“NEW NORMAL”; SAME GOALS FOR EXPERIENTIAL MARKETING

Blake McCurdy
2 min readMar 11, 2021

In the wake of Covid many exhibit and event producers are re-inventing themselves, offering new products and introducing new types of experiential marketing. Across the board the work I’ve seen has been fantastic. The live event industry was due for a shake up. In the long run this realignment will be good for our customers. However, I believe some of the terminology being thrown around is confusing and counterproductive.

For example, the term “virtual exhibit” is used as a catch all for various types of online engagements that seek to simulate what happens on the show floor. They seem to operate under the assumption that if you create something that looks like a tradeshow it will function like a tradeshow.

The magic on the show floor isn’t just in the visuals. It’s in the hand shaking, the immersion and the nightlife. It’s in the people. The goal cannot be to simulate the experience of the show floor on the internet. I don’t think that’s possible.

Don’t mistake me for a luddite. Good digital marketing can connect with and educate consumers in a way that produces results. It can be magical. I’ve seen and executed very successful live events and experiential interactives on the web. The good ones understand what they are trying to do and that the web has different strengths and limitations than an in-person event.

Another new term is “hybrid event”. It means an event that includes both a live event and an online component. People introduce this like a new idea they’ve just come up with. Good marketers already understood and incorporated opportunities for multichannel marketing into their event spaces. If you’ve ever encouraged an attendee to take a photo in your booth and post it to social media you’ve already hosted a “hybrid event”.

There are some fantastic new implementations and products that will enable better connection with the world outside of your event, but truthfully, failing to integrate digital marketing into your event plan was already a mistake pre-Covid. Face-to-face connections are powerful but they are limited in reach. The web enables greater reach. By utilizing multiple channels we can play to the strengths of one medium and mitigate it’s weaknesses with another.

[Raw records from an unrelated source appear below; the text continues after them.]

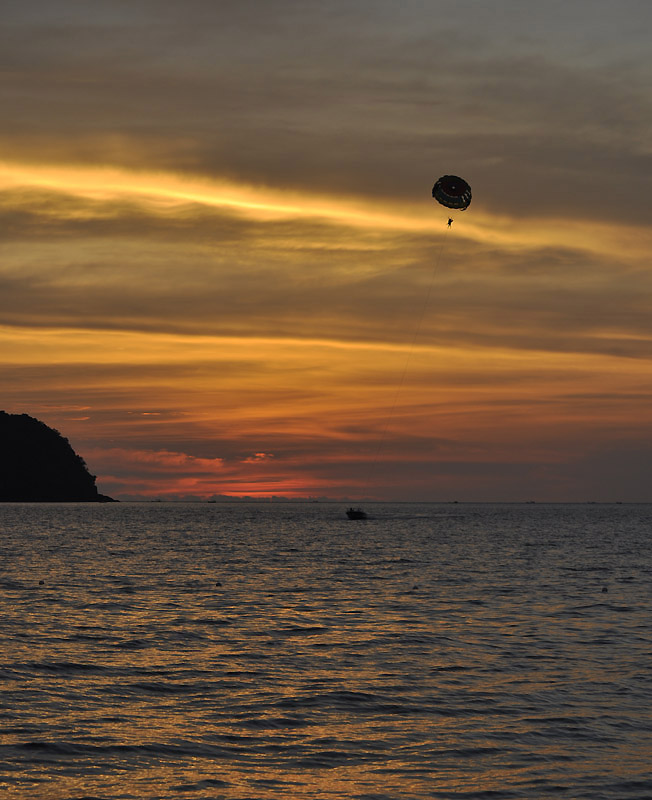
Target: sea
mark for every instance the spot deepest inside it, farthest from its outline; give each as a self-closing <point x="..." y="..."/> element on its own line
<point x="255" y="651"/>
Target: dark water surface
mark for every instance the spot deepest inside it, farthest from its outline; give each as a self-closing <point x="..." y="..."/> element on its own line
<point x="283" y="651"/>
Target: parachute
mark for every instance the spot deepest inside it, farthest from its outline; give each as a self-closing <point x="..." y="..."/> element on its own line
<point x="452" y="192"/>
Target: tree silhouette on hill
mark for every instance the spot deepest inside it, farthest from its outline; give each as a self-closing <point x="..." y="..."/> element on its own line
<point x="37" y="464"/>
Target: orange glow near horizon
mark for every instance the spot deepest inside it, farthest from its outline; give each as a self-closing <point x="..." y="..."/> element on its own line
<point x="196" y="337"/>
<point x="343" y="399"/>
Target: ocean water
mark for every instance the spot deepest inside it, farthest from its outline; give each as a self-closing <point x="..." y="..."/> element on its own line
<point x="282" y="651"/>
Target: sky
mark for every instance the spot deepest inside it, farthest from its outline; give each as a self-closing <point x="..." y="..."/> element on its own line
<point x="222" y="272"/>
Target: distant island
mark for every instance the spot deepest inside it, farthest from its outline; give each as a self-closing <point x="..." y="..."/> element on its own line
<point x="38" y="465"/>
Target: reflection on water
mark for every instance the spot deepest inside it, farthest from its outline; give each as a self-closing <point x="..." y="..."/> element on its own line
<point x="266" y="651"/>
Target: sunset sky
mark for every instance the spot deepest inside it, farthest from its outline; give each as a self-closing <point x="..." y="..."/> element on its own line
<point x="222" y="271"/>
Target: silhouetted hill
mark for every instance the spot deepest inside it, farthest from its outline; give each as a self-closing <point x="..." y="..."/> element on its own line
<point x="37" y="464"/>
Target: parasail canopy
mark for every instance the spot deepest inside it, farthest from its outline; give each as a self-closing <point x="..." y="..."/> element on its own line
<point x="452" y="192"/>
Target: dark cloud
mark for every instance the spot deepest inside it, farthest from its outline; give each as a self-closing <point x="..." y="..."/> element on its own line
<point x="303" y="94"/>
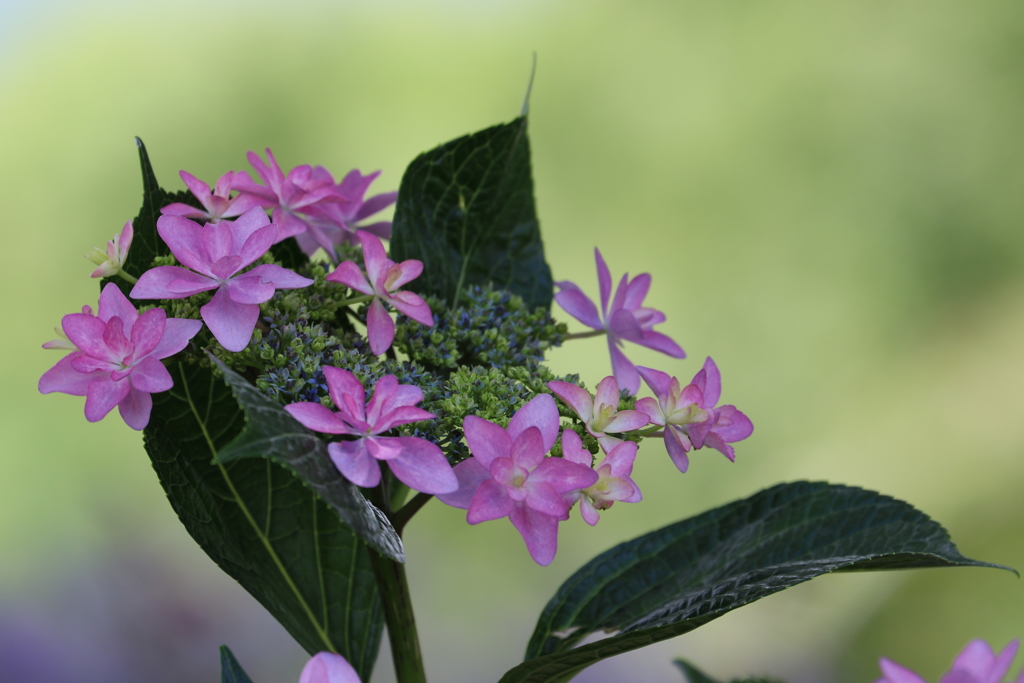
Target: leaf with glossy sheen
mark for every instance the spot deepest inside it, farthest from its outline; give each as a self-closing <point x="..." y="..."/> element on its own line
<point x="466" y="210"/>
<point x="271" y="432"/>
<point x="146" y="243"/>
<point x="261" y="524"/>
<point x="676" y="579"/>
<point x="230" y="670"/>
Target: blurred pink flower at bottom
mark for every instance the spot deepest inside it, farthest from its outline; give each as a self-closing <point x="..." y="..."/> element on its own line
<point x="977" y="663"/>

How many times have you or your client spent money to create something amazing at an event but ultimately been underwhelmed by the ROI? Planning for content to be used across multiple channels is the solution to this problem. With good planning, assets can be experienced in a large format at your live event then shared with a colleague on a desktop back at the office. The devices that we all carry in our pockets can drive traffic to our booths or let others experience the magic in real time.

If you weren’t thinking this way before you should start now. When we get back to tradeshows and in-person events the impact may be smaller because of reduced attendance or budgets. We have to be smarter but “hybrid” events shouldn’t be a big jump. They are a logical extension of what we were already good at.